Shouldn't linguistics be dealing with human language rather than computer languages? Shouldn't it address the problem of translation and the problem of meaning?
Chomsky is (was) brillant as linguists go. How brilliant can any linguist be? There has to be some point at which these precious academics are excpected to produce something practical.
Some of these posts just make my eyes roll. If a linguist cannot construct a coherent, lucid sentence, who can? If a linguist doesn't want to communicate properly, who does? Goes to show how useless is about 95% of the discipline. Outright pernicious, too, if you consider the influence that some of these babbling nimrods have over language education in the schools.
What a simple, mechanical and outdated view you must have of transformational grammar! It is absurd to believe that the human mind transforms even the exact same statement exactly the same way twice in a row. Language and meaning IS a floating crap game, and they change from second to second, based on our moods, our last thoughts, and in general our most recent contextual milieu. Trying to freeze meaning into a static set of formulas and rules is iffy at best. As for the universality of a universal grammar, I believe you would be well served in breaking away from the Europpean mindset and study Chinese or Japanese. They are conceptually *QUITE* different from English or even Finnish. Your comment, for example:
For instance, grammar within a particular language and melieu is pretty much fixed, varying little from person to person. Except among the ill-educated, for instance, there is little statistical about the rule of subject-verb agreement as to number and person.
Japanese and Chinese typically don't distinguish either person OR number and of course subject verb agreement in this case is absolutely a moot point -- except when the the semantic intention dictates that they be expressed by other means...

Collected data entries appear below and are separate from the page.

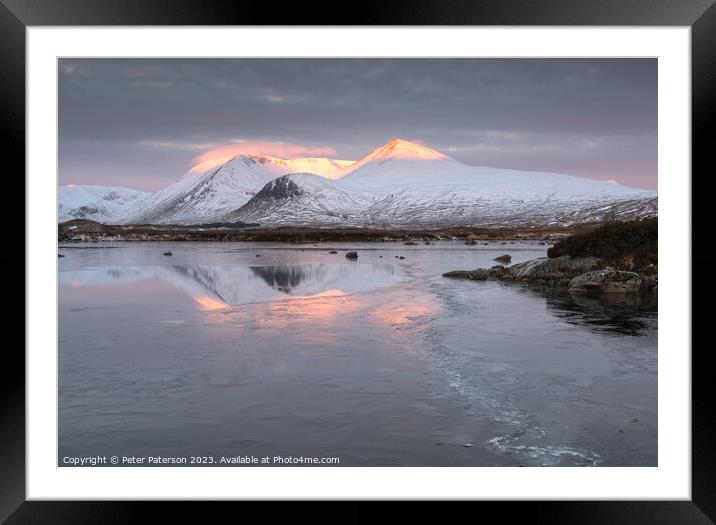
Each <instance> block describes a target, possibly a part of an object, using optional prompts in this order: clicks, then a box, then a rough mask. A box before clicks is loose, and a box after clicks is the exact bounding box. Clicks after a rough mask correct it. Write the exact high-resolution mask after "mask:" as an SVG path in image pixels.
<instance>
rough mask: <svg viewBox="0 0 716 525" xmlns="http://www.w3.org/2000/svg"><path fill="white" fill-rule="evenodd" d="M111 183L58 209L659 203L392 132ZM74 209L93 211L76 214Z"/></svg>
mask: <svg viewBox="0 0 716 525" xmlns="http://www.w3.org/2000/svg"><path fill="white" fill-rule="evenodd" d="M114 190H115V194H119V195H126V196H125V197H124V198H122V199H120V200H118V205H117V206H115V207H114V208H112V209H111V210H105V211H103V212H99V211H97V212H94V211H92V210H94V208H96V206H93V205H92V203H91V202H84V204H83V206H84V208H79V207H77V206H75V207H74V208H70V204H69V203H68V202H63V199H64V200H65V201H66V199H67V195H66V194H65V193H66V192H63V191H62V188H61V191H60V204H59V208H60V209H61V210H62V213H60V214H59V215H60V217H61V218H62V217H70V218H92V217H99V218H103V219H104V220H100V221H99V222H112V221H114V222H116V223H123V224H137V223H156V224H187V225H188V224H197V223H207V222H236V221H242V222H258V223H260V224H262V225H304V226H376V227H390V226H399V227H411V226H416V227H417V226H420V227H425V226H445V225H453V226H457V225H460V226H501V225H502V226H507V225H523V226H524V225H539V224H541V225H559V224H565V225H567V224H574V223H576V222H588V221H593V220H599V219H600V218H601V217H603V216H605V215H607V214H609V215H611V216H615V217H617V218H634V217H646V216H653V215H656V214H657V208H658V201H657V196H656V192H654V191H650V190H642V189H637V188H630V187H626V186H622V185H620V184H617V183H614V182H611V181H609V182H608V181H596V180H591V179H585V178H582V177H574V176H570V175H560V174H556V173H545V172H526V171H516V170H507V169H497V168H488V167H474V166H468V165H465V164H463V163H461V162H459V161H457V160H455V159H452V158H450V157H448V156H447V155H444V154H442V153H440V152H438V151H436V150H433V149H431V148H428V147H426V146H423V145H421V144H417V143H415V142H410V141H406V140H401V139H394V140H391V141H390V142H388V143H386V144H384V145H383V146H381V147H379V148H376V149H375V150H373V151H372V152H370V153H368V154H367V155H366V156H364V157H363V158H361V159H360V160H358V161H355V162H354V161H347V160H334V159H327V158H300V159H280V158H277V157H270V156H259V155H237V156H235V157H231V158H229V159H226V160H222V161H221V162H219V163H216V164H215V165H211V164H208V165H206V166H204V165H199V166H197V167H195V168H193V169H192V170H191V171H189V172H188V173H187V174H186V175H185V176H184V177H182V178H181V179H179V180H178V181H176V182H175V183H173V184H170V185H169V186H167V187H165V188H163V189H162V190H159V191H157V192H155V193H152V194H144V193H143V192H135V190H127V189H120V188H114ZM117 190H124V191H125V192H126V193H124V194H123V193H121V192H118V191H117ZM131 192H134V194H132V193H131ZM110 193H111V192H109V191H108V192H105V194H110ZM103 195H104V194H103ZM98 198H102V196H100V197H98ZM73 204H74V203H73ZM70 210H72V211H70ZM81 210H89V211H91V212H92V214H93V215H92V216H87V217H80V216H78V215H81V213H82V212H81ZM58 211H59V210H58ZM92 220H96V219H94V218H92Z"/></svg>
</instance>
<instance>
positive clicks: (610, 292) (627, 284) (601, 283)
mask: <svg viewBox="0 0 716 525" xmlns="http://www.w3.org/2000/svg"><path fill="white" fill-rule="evenodd" d="M641 287H642V281H641V277H640V276H639V274H638V273H634V272H625V271H621V270H596V271H592V272H586V273H583V274H581V275H578V276H576V277H574V278H573V279H572V280H571V281H570V282H569V292H570V293H584V294H592V293H599V294H601V293H634V292H638V291H640V290H641Z"/></svg>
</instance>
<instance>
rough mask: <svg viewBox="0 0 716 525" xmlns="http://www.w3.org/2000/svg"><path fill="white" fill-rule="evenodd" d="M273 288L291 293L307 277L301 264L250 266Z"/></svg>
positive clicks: (253, 270)
mask: <svg viewBox="0 0 716 525" xmlns="http://www.w3.org/2000/svg"><path fill="white" fill-rule="evenodd" d="M249 269H250V270H251V271H252V272H254V273H255V274H256V275H258V276H259V277H261V278H262V279H263V280H264V281H265V282H266V284H268V285H269V286H270V287H271V288H275V289H276V290H278V291H279V292H284V293H287V294H290V293H291V292H292V291H293V290H294V288H296V287H297V286H298V285H299V284H301V281H302V280H303V279H304V277H305V272H304V271H303V269H302V267H301V266H252V267H251V268H249Z"/></svg>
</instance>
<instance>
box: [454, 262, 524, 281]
mask: <svg viewBox="0 0 716 525" xmlns="http://www.w3.org/2000/svg"><path fill="white" fill-rule="evenodd" d="M443 277H448V278H450V279H467V280H469V281H487V280H488V279H489V280H492V281H495V280H498V281H511V280H512V279H513V276H512V272H510V269H509V268H506V267H504V266H499V265H498V266H493V267H492V268H489V269H486V268H478V269H477V270H456V271H453V272H447V273H444V274H443Z"/></svg>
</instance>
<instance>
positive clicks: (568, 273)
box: [443, 256, 658, 294]
mask: <svg viewBox="0 0 716 525" xmlns="http://www.w3.org/2000/svg"><path fill="white" fill-rule="evenodd" d="M656 272H657V269H656V267H654V268H653V274H651V272H649V273H648V274H642V273H637V272H630V271H625V270H618V269H616V268H613V267H610V266H606V265H605V264H604V263H603V261H601V260H600V259H597V258H595V257H577V258H572V257H569V256H563V257H556V258H549V257H542V258H539V259H532V260H530V261H526V262H523V263H519V264H515V265H512V266H509V267H508V266H503V265H496V266H493V267H491V268H478V269H476V270H456V271H452V272H447V273H444V274H443V277H448V278H452V279H467V280H470V281H511V282H521V283H526V284H531V285H537V286H550V287H566V288H567V289H568V290H569V292H571V293H582V294H602V293H610V294H611V293H639V292H654V293H656V291H657V285H658V280H657V277H656Z"/></svg>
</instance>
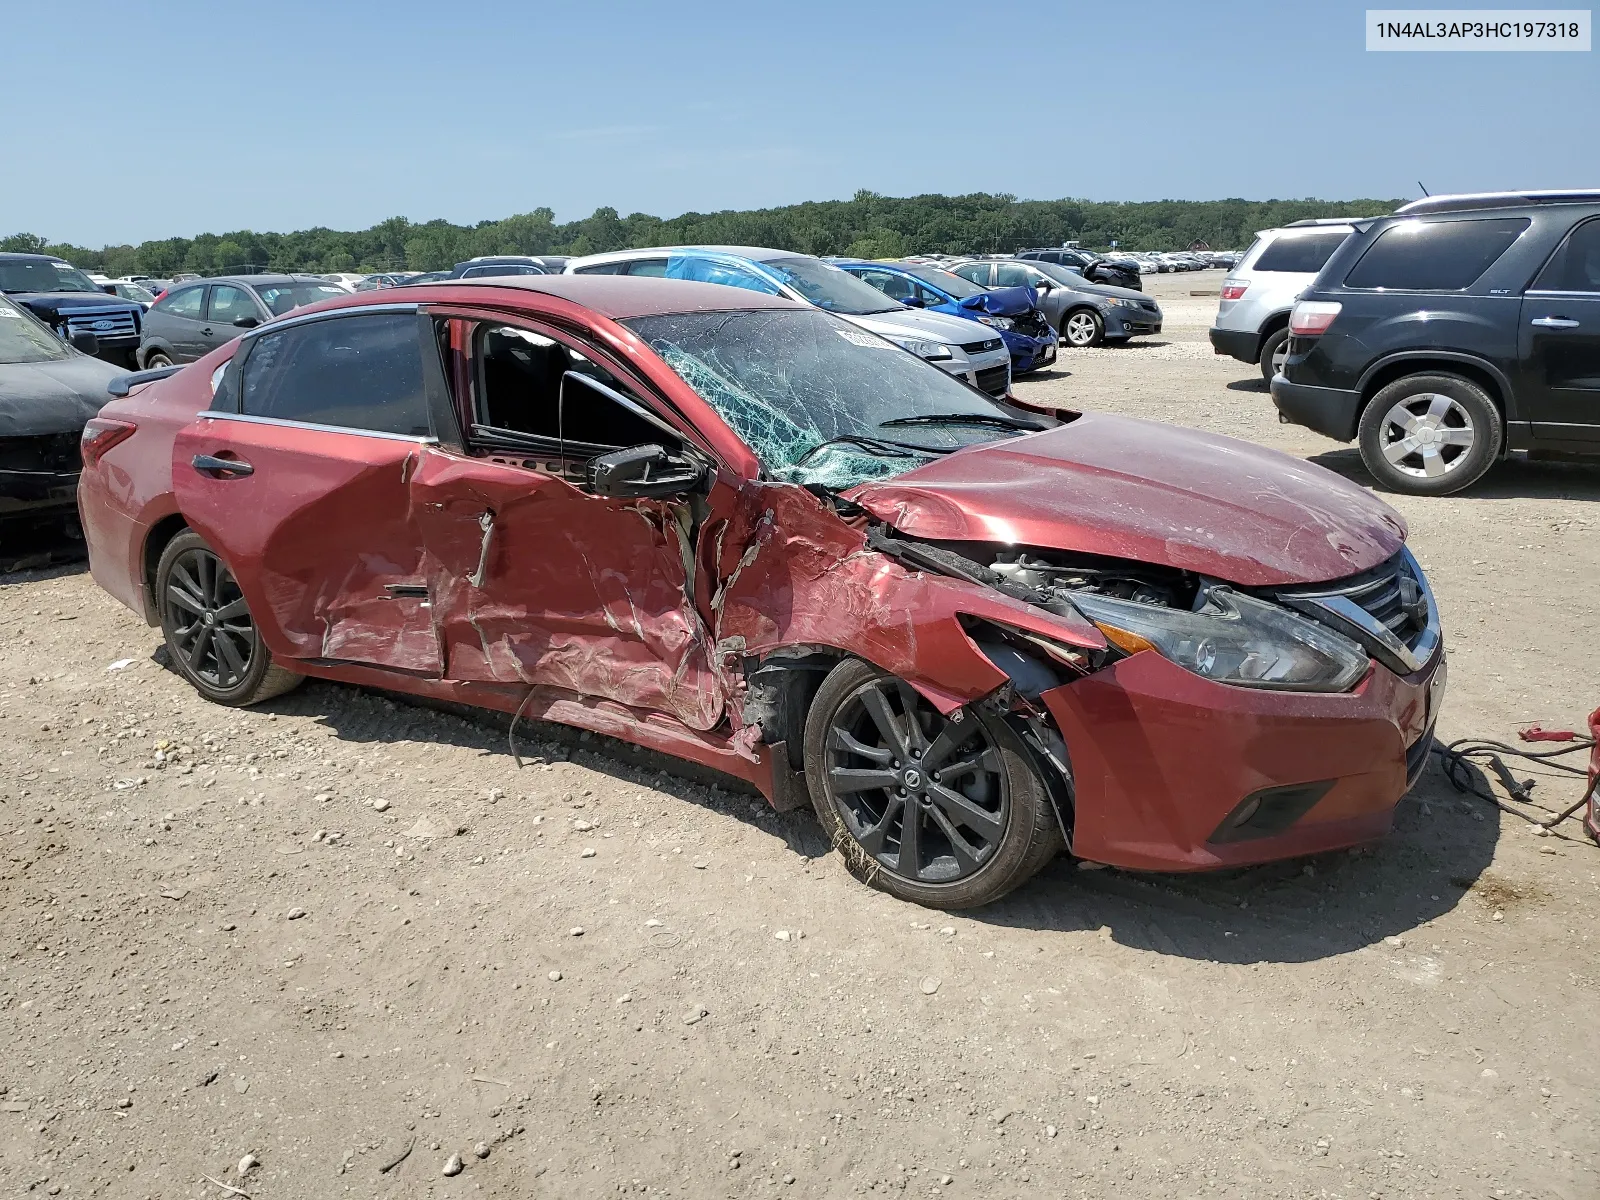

Tell them the FReeper's name is AmishDude. And he's still not impressed. On the academic food chain, they're still herbavores.
I don't know about
Chomsky's history, but I
know such a twist hit
behavorism.
Originally, many
behavorists balked
at the "creative
writing" parts of Freudian
analysis, where
a therapist can
pretty much see anything
the therapist is
creative enough
to imagine and fit in.
Behavorists fought
to affirm the role
of individuals in
their own behavior.
Behavorists fought
to marginalize input
that was subjective.
But, then, over time,
behavorist got pegged as
de-humanizing
monsters, mis-treating
humans as ersatz robots --
the opposite of
their original
motivations. Pop science
often flip-flops life
in a market quest
or in carefully contrived
defense of dogma...
Can transformational grammar analyze the meaning of this quote, found on another thread: "If the phone don't ring you know it's me."
If it can't detect the underlying meaning, what good is it? And if we were to agree that it does have some useful function, why hasn't it progressed in the last 40 years?
I'm going to contine asking this question until the Chomsky supporters respond.